India’s doctor-population ratio highlights a burdened healthcare system

As India’s population continues to grow at an exponential rate, the figures released by the Ministry of Health and Family Welfare with regard to the doctor-population ratio shows a worrying trend of an increasingly burdened healthcare system.

According to information from the Medical Council of India, the country currently has 10.22 lakh allopathic doctors registered with the State Medical Councils or the Medical Council of India as of March 2017. However, the Ministry of Health and Family Welfare estimates that around 8.18 lakh doctors are actually available for active service.

As such, the Ministry estimates that at the current population estimate of 1.33 billion people, the doctor-population ratio is 0.62:1000. The World Health Organization (WHO) stipulates a doctor-population ratio of 1:1000. The data from the Ministry shows a decline in the ratio from 0.725 in 2014, according to data available with the WHO.

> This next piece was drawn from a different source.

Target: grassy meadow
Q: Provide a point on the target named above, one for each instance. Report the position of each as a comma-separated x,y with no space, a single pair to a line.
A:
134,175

The Ministry has stated that the government is looking to boost the ratio and is implementing a centrally sponsored scheme for establishment of new medical colleges attached with district/referral hospitals in 58 districts in under-served areas in the country.

As the population continues to grow, the nation’s healthcare system will come under increasing pressure. The government, in this regard, needs to invest appropriately in healthcare to meet the increasing future demands for quality healthcare in the country while also ensuring that access to healthcare is ensured for every citizen in the country.